One of the members of my extended family, now in her nineties, worked at David Jones during the 1950s. She and a few of her friends saw both the musical and the film. They all agreed that one detail omitted was that during the post-Christmas sales, women customers always wore their gloves and hats when they shopped!
Beresford kept the Ladies in Black title change, but, wisely, did not use the musical’s songs for the movie, as he wanted to stay faithful to the dialogue of the novel. He commissioned a song from Finn to play over the closing titles, the beautiful “Always Be Happy”. Finn had sent the recording to Beresford, with his thirteen-year-old daughter, Elliot, singing a guide vocal to demonstrate how the song could sound. Rather than record a new version with a professional singer, Beresford liked Elliot’s version so much he decided to use that.
Always Be Happy
Don’t lose your guiding light,
to the joys of the night,
don’t give up even when your heart is breaking.
How strange everything feels,
my life’s become real,
a work of art that’s mine for the making.
No matter what happens,
always be happy,
for a glorious day.
The innocence and yearning of this song are a poignant counterpoint to the real-life story of St John and her difficult childhood. “Always Be Happy” adds a sublime touch to this idealised depiction of how St John would have liked her childhood to be.
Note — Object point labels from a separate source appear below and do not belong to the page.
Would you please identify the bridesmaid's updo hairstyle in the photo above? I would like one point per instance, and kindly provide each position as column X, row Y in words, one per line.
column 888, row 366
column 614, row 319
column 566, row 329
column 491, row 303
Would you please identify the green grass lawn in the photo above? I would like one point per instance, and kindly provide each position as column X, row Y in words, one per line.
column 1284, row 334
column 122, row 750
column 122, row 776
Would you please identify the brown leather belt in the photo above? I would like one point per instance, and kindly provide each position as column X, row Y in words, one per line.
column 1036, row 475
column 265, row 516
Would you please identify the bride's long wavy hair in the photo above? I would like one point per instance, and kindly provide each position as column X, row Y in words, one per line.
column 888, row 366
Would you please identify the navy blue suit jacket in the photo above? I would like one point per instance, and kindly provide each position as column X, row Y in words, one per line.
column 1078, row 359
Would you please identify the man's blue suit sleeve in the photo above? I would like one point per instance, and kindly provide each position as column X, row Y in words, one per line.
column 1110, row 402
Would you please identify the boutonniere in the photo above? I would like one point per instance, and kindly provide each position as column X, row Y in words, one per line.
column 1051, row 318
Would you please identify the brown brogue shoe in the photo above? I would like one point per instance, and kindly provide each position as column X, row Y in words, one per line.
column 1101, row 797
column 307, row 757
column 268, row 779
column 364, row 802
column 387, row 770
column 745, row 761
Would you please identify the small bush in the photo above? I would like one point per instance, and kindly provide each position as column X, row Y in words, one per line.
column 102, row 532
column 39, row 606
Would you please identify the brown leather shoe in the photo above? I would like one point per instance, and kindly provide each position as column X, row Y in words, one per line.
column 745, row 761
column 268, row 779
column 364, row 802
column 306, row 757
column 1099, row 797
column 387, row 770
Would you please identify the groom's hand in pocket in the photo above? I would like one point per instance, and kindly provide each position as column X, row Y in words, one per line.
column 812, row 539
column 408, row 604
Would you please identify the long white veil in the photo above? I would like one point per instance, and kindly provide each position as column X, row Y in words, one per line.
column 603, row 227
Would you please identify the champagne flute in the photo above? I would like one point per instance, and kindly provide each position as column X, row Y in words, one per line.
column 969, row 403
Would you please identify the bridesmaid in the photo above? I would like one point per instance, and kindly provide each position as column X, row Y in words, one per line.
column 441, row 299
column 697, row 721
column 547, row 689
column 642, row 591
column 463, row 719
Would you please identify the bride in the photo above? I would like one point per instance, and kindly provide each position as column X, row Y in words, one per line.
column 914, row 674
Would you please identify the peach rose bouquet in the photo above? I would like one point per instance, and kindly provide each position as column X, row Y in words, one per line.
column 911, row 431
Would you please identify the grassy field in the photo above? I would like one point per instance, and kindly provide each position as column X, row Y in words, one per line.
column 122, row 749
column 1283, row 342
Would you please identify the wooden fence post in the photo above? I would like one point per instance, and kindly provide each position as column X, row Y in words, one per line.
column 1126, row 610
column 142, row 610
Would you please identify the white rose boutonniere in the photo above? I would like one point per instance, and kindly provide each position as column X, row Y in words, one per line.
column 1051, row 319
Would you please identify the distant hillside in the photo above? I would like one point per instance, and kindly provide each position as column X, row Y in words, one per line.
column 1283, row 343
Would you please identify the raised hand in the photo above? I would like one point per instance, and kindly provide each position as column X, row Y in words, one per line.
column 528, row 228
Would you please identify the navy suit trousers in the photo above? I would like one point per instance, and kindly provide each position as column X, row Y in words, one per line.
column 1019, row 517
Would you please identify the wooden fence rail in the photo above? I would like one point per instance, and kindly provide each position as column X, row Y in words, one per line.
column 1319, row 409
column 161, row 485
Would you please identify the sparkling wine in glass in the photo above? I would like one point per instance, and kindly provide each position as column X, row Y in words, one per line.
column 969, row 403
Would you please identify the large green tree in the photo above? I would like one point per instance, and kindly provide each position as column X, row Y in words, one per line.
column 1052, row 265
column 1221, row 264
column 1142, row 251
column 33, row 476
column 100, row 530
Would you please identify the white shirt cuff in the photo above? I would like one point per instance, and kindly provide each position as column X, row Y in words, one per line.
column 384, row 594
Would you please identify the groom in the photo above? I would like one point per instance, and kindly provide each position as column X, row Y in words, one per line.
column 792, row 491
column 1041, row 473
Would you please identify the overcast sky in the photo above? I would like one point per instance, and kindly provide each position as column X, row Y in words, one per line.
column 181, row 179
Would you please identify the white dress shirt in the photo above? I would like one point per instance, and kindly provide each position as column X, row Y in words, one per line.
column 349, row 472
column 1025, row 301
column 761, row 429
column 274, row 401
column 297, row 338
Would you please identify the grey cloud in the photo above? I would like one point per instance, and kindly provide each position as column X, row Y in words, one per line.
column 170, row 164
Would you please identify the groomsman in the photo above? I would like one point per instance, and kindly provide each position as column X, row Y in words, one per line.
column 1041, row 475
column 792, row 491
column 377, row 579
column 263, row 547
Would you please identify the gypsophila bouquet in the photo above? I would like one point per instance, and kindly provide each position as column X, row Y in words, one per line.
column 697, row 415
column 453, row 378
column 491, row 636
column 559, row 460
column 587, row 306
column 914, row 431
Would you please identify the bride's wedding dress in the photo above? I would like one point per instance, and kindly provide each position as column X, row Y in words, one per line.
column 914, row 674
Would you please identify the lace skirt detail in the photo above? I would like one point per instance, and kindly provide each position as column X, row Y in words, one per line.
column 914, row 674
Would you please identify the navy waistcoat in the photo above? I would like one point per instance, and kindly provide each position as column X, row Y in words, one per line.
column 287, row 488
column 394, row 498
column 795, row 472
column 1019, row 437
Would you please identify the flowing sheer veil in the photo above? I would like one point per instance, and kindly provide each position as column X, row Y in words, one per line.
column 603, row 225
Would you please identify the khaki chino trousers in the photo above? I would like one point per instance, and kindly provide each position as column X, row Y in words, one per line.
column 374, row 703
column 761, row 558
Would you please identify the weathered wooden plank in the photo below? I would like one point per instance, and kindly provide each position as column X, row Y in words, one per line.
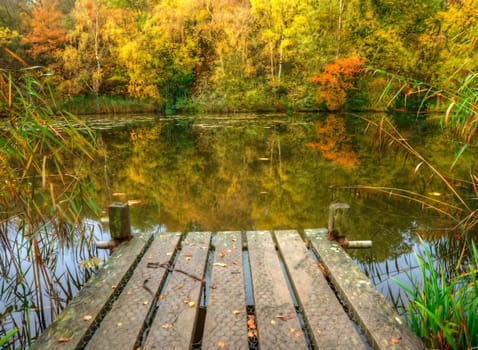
column 92, row 298
column 272, row 297
column 226, row 318
column 382, row 326
column 175, row 320
column 329, row 325
column 121, row 327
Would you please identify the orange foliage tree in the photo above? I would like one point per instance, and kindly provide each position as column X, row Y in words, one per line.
column 336, row 81
column 46, row 33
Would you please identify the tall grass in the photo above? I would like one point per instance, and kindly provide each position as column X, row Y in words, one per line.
column 444, row 312
column 43, row 197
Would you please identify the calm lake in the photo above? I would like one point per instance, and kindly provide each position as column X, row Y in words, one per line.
column 248, row 172
column 265, row 172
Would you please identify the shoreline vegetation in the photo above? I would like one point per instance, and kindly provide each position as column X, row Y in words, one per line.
column 226, row 56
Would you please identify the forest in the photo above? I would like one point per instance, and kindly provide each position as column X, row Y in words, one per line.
column 236, row 55
column 63, row 59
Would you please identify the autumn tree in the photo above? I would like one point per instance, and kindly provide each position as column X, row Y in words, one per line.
column 83, row 56
column 46, row 35
column 337, row 81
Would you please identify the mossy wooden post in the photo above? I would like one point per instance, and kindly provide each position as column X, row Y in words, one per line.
column 338, row 218
column 120, row 228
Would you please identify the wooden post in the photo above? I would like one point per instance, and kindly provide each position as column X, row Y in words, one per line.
column 338, row 218
column 120, row 228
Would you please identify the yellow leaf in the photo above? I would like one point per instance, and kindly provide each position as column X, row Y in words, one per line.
column 284, row 317
column 220, row 264
column 395, row 341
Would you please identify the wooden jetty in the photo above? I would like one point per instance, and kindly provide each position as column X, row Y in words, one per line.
column 229, row 290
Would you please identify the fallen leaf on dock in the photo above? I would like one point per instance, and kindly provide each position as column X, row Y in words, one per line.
column 284, row 317
column 324, row 272
column 395, row 341
column 220, row 264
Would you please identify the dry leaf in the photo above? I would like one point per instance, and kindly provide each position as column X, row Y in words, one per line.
column 284, row 317
column 220, row 264
column 395, row 340
column 324, row 272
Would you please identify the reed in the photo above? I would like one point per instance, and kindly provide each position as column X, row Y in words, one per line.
column 442, row 311
column 43, row 197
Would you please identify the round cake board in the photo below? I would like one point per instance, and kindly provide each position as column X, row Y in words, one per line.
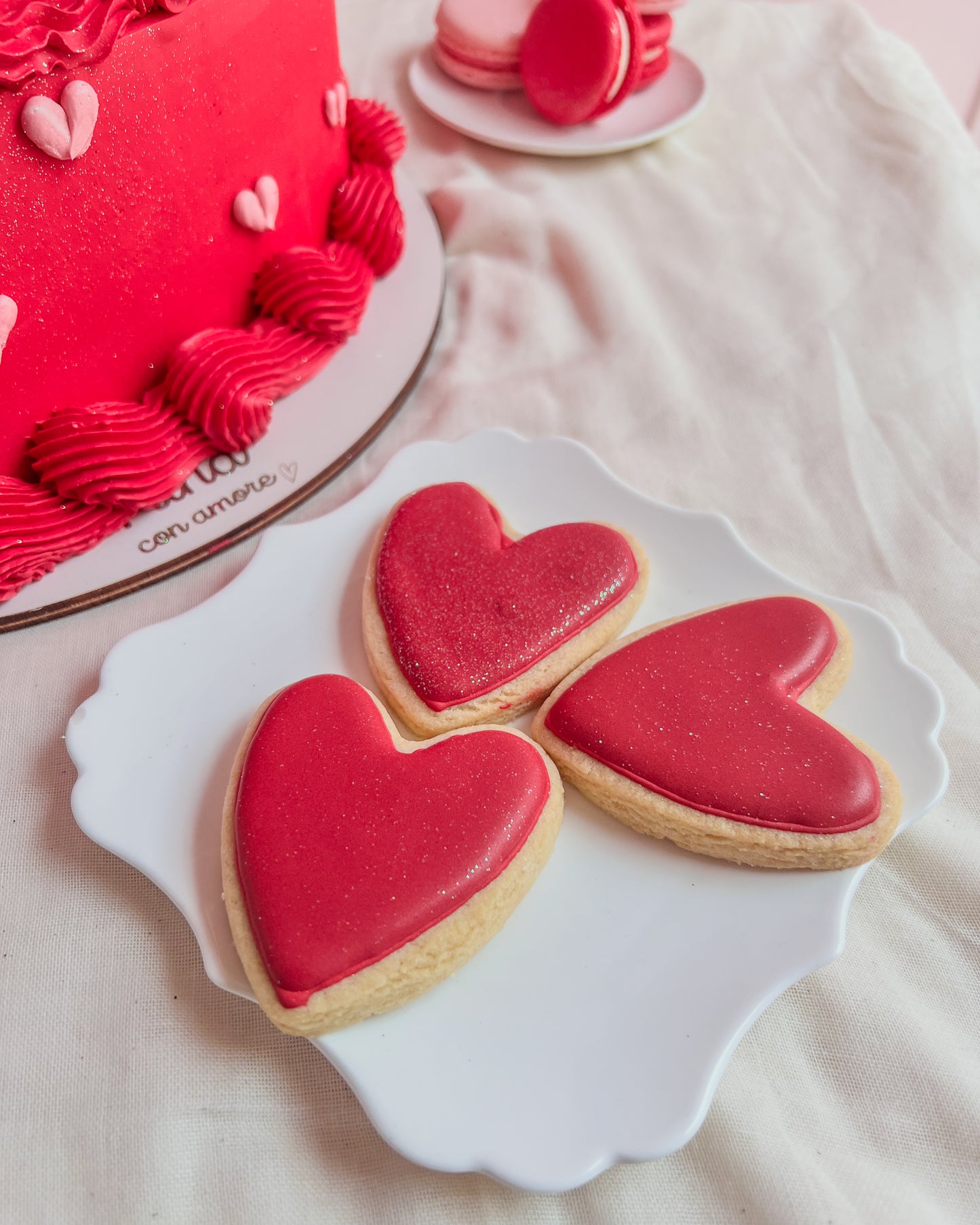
column 315, row 434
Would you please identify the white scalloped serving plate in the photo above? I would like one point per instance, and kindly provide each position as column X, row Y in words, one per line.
column 594, row 1028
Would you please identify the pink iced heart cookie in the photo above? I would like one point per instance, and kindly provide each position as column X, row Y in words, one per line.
column 706, row 731
column 7, row 319
column 63, row 130
column 359, row 868
column 466, row 623
column 256, row 210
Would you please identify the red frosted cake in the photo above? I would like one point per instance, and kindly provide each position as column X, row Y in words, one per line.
column 193, row 216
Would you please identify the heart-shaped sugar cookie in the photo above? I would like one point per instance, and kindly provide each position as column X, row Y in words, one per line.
column 705, row 731
column 64, row 130
column 361, row 869
column 465, row 621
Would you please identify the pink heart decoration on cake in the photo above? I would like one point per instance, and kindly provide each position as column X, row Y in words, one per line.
column 348, row 849
column 335, row 103
column 7, row 319
column 468, row 609
column 258, row 210
column 64, row 130
column 705, row 712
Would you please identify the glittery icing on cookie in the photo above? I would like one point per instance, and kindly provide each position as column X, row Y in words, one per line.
column 467, row 608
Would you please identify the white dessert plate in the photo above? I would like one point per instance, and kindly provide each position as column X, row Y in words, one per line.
column 315, row 434
column 507, row 120
column 594, row 1028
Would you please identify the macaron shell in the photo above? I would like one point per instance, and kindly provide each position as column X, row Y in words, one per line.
column 482, row 37
column 571, row 58
column 652, row 7
column 477, row 75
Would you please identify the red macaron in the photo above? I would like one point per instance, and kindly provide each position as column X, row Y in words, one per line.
column 581, row 58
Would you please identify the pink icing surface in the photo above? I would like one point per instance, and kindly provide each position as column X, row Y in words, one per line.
column 136, row 239
column 705, row 712
column 349, row 849
column 38, row 37
column 467, row 609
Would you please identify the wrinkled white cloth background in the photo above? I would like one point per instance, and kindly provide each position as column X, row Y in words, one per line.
column 775, row 314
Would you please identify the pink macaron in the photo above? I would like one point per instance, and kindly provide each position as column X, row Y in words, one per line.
column 581, row 58
column 478, row 42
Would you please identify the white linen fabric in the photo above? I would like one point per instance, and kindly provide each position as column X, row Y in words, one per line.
column 773, row 314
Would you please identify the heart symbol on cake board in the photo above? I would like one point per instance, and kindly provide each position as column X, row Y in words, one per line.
column 256, row 210
column 64, row 130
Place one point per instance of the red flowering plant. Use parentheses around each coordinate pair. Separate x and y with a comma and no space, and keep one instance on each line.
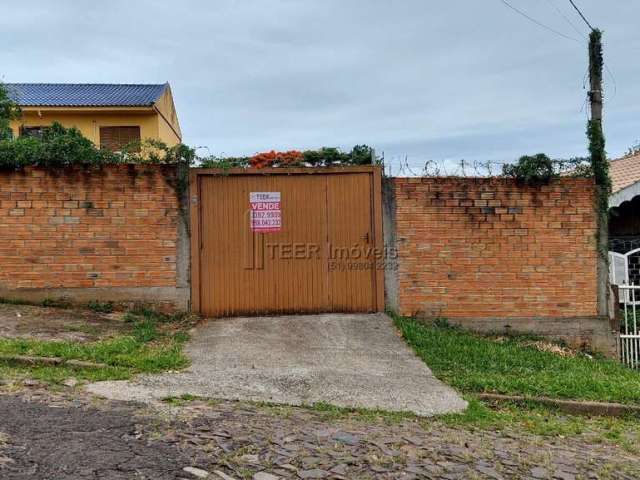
(292,158)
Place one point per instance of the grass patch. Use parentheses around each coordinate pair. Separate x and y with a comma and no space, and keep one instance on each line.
(473,363)
(154,345)
(47,302)
(181,400)
(100,307)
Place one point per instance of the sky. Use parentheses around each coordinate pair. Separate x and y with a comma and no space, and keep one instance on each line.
(420,81)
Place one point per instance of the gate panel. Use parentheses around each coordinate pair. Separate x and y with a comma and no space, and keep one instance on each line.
(236,271)
(351,235)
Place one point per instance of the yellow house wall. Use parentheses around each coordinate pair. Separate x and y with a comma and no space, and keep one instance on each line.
(89,122)
(168,125)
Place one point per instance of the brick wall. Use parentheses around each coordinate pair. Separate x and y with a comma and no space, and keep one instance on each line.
(104,234)
(488,253)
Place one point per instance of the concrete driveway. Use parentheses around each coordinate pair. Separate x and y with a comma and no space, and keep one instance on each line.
(346,360)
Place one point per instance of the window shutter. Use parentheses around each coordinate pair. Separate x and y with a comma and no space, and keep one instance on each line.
(116,138)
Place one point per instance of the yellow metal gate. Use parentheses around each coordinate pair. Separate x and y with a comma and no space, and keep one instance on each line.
(286,241)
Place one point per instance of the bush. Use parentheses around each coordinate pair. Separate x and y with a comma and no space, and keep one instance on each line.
(531,170)
(324,157)
(59,147)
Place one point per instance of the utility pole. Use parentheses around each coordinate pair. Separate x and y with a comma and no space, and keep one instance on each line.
(600,167)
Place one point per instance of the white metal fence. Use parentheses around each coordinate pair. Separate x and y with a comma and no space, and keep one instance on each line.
(629,336)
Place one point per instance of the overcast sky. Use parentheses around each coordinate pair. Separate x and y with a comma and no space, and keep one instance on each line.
(431,80)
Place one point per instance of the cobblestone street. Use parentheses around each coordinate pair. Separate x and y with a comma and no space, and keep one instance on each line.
(47,435)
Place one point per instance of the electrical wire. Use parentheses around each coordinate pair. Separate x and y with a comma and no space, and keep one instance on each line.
(581,15)
(540,24)
(563,15)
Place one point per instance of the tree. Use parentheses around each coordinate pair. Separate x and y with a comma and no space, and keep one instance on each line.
(9,110)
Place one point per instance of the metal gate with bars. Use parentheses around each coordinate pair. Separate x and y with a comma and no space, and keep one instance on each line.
(629,335)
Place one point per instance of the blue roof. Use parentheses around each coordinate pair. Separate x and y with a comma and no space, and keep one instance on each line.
(84,94)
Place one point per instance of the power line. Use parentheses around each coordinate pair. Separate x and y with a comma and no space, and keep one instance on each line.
(566,19)
(581,15)
(540,24)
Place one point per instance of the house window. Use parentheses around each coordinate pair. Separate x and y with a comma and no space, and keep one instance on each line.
(35,132)
(116,138)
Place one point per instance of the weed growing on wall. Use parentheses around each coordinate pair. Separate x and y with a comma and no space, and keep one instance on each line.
(323,157)
(541,170)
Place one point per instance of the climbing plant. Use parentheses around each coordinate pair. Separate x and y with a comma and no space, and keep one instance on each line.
(9,110)
(323,157)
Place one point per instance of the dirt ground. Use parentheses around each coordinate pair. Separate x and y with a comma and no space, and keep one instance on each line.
(42,323)
(70,435)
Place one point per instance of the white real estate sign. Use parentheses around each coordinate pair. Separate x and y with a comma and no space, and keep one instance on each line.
(266,215)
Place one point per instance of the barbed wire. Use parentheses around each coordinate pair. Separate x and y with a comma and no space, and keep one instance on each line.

It is a wonderful close, taking Beresford’s movie to another memorable level.
In her final years, St John carried an oxygen cylinder around with her everywhere she went, to relieve her emphysema. In the obituary for the Independent, Christopher Potter wrote:
She lived by a strict moral code, the rules of which were only truly clear to herself … the control and desire for anonymity were typical St John qualities. At her death, her always Spartan flat was found to have been even further denuded. An obviously brand-new address book contained the telephone numbers of only a handful of people.
Bruce Beresford’s Ladies in Black was released in cinemas last year and is now available on DVD.